There are n sticks which have distinct integer length. Suppose that it's possible to form a non-degenerate triangle from any 3 distinct sticks among them. It's also known that there are sticks of lengths 5 and 12 among them. What is the largest possible value of n under such conditions?
The main tool we need to solve this problem is the Triangle Inequality: For any triangle the sum of any two sides is larger than the third side.
A computer program is massive overkill.
So let's look possible triangles with 5 and 12 and an unknown side we'll call x. By the Triangle Inequality we have 5+x>12 and 5+12>x.
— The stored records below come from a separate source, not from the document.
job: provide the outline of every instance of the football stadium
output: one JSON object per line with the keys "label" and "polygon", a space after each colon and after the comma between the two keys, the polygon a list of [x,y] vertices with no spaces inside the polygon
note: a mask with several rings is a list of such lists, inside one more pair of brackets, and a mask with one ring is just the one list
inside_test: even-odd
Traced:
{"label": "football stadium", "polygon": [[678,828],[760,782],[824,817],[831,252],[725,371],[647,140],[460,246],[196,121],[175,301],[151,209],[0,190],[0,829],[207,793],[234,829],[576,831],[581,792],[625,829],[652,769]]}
Then 17>x>7, which makes integer x an element of {8,9,10,11,12,13,14,15,16}.
Then the set of stick lengths is a subset of {5,8,9,10,11,12,13,14,15,16}.
Next we'll consider the case that all three sides of a triangle are greater than 5. The most extreme example is when the two shorter sides are 8 and 9 and the long side is 16. Applying the Triangle Inequality we need 8+9>16, which is true so no conflicts in this case.
Finally we'll consider the case where one side of the triangle is 5 and the other two are larger. Call the other two sides x and y and without loss of generality let y>x. Then applying the Triangle Inequality we need x+5>y.
Then x+5>y>x. This means that y can only take at most four possible values, {x+1,x+2,x+3,x+4}, for any given x. Then this means the largest size of some set of n sticks is 6. Calculated from one occurrence of "5" plus one chosen value of x plus four potential values of y.
As a final step we need to show the maximum size of 6 is attainable while having 5 and 12 in the set. One way to achieve this is the set {5,8,9,10,11,12}.